Professor Reuven Feuerstein who died aged 92 in April 2014 was one of the great child psychologists of the world, a man who transformed lives and led severely brain-damaged children to achievements no one else thought possible. I knew him and admired him, and I was recording a tribute to him when his son told me a wonderful story.
Feuerstein had been working with a group of Native American Indians and they wanted to show their gratitude. So they invited him and his wife to their reservation. They were brought into the Indian chief’s wigwam where the leaders of the tribe were sitting in a circle in full headdress.
As the traditional welcome ceremony began, the professor, an orthodox Jew from Jerusalem, was overwhelmed by the incongruity. He turned to his wife and said to her in Yiddish, “What would my mother say if she could see me now?!” To his amazement, the Indian chief turned to him and replied in Yiddish: “And what would she say if she knew I understood what you just said!”
The Yiddish-speaking Indian chief told Feuerstein his story. He had grown up in Europe as a religious Jew, but having survived the horrors of the Holocaust, he decided that he wanted to spend the rest of his life as far away as he could from Western civilization, so he joined the Indians and became their doctor. Feuerstein was the first Jew he had met in his self-imposed exile.
There are certain people around whom strange things happen and Reuven Feuerstein was one. Born in Romania, he studied psychology in Bucharest, but was forced to flee by the Nazi invasion. He settled in Israel after the war, and began by treating traumatised child survivors of the holocaust. Returning to Europe he completed his education at Geneva and the Sorbonne. Later he returned to Israel where he established the Institute for the Enhancement of Learning Potential.

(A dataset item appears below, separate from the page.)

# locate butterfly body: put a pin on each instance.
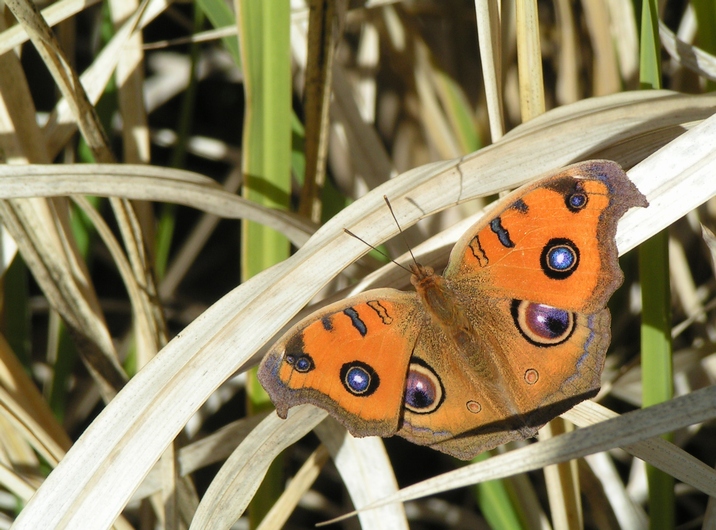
(511, 335)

He dedicated his life to children with disadvantages, some physical – autistic, brain-damaged and Down Syndrome children – and others cultural or social. His methods have been adopted in more than 80 countries. He was a genius, a magician, a small, slight man with twinkling eyes. Children opened up to him like flowers in the sun.

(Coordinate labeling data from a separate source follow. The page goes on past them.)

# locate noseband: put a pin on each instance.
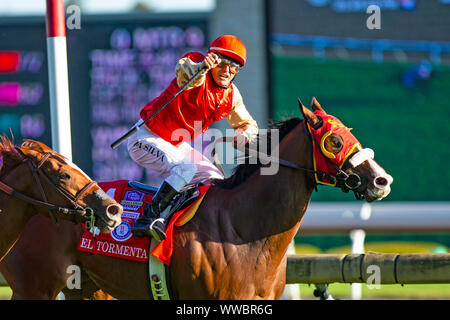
(76, 210)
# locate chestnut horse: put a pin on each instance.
(35, 179)
(233, 248)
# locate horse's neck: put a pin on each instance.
(14, 213)
(272, 206)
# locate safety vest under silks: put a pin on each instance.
(205, 103)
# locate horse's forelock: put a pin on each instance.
(8, 152)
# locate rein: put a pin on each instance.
(77, 210)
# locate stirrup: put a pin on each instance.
(157, 229)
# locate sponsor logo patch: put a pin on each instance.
(132, 200)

I tell his story because he was a deeply spiritual Jew. His methods were elaborate and his theories complex, but seeing him at work you knew that there were three reasons he achieved miracles. First, the basis of his work was love. He loved the children and they loved him. Second, he had transformative faith. Under him children developed skills no one thought they could because he believed they could. He had more faith in them than anyone else.

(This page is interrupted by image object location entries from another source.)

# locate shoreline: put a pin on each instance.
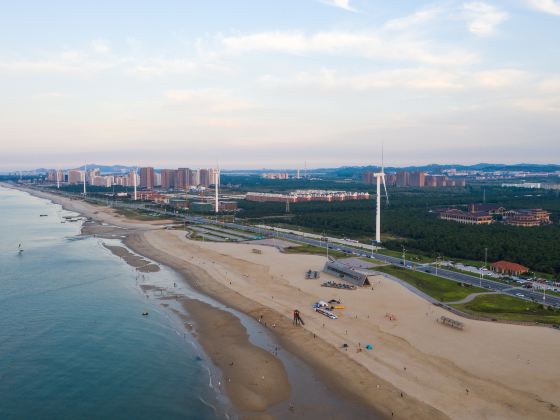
(469, 374)
(249, 405)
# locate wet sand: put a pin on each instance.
(254, 379)
(135, 261)
(223, 336)
(341, 374)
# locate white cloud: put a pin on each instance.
(342, 4)
(417, 18)
(349, 44)
(547, 6)
(156, 67)
(327, 79)
(500, 78)
(208, 100)
(483, 18)
(65, 62)
(100, 46)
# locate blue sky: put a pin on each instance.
(259, 83)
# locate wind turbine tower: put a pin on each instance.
(380, 177)
(216, 187)
(134, 182)
(85, 176)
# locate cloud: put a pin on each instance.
(347, 44)
(65, 62)
(100, 46)
(417, 18)
(483, 18)
(208, 100)
(342, 4)
(326, 79)
(156, 67)
(547, 6)
(500, 78)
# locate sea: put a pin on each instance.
(73, 341)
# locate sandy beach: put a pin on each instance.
(417, 368)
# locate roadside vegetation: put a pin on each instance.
(510, 308)
(436, 287)
(410, 221)
(138, 215)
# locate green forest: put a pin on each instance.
(409, 220)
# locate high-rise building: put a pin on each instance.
(131, 176)
(403, 179)
(182, 178)
(168, 178)
(368, 178)
(75, 176)
(157, 179)
(147, 178)
(417, 179)
(214, 174)
(194, 179)
(204, 175)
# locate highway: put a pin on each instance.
(485, 283)
(509, 289)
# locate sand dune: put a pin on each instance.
(509, 371)
(418, 368)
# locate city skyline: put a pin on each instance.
(273, 85)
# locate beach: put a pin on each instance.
(417, 368)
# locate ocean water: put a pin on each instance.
(73, 342)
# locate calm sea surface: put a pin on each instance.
(73, 343)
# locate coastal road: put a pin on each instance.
(485, 283)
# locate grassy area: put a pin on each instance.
(409, 257)
(372, 260)
(436, 287)
(315, 250)
(137, 215)
(509, 308)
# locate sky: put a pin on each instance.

Third, he refused to write anyone off. He insisted that children with disabilities should be included in society like every other child. They too were in the image of God. They too had a right to respect. They too could lead a full and meaningful life.
I learned from Professor Feuerstein that faith really does change lives. The one thing that can rescue us from despair and failure to fulfil our potential is the knowledge that someone believes in us more than we believe in ourselves.
That is what God does. He believes in us more than we believe in ourselves. However many times we fail, He forgives us. However many times we fall, He lifts us. And He never gives up. As we say in Le-David Hashem ori ve-yishi: “My father and mother might abandon me but God will gather me in.” (Psalm 27: 10).
At the heart of Judaism is one utterly transformative belief: our faith in God’s faith in us. That, as Reuven Feuerstein, showed can lead us to a greatness we never knew we had.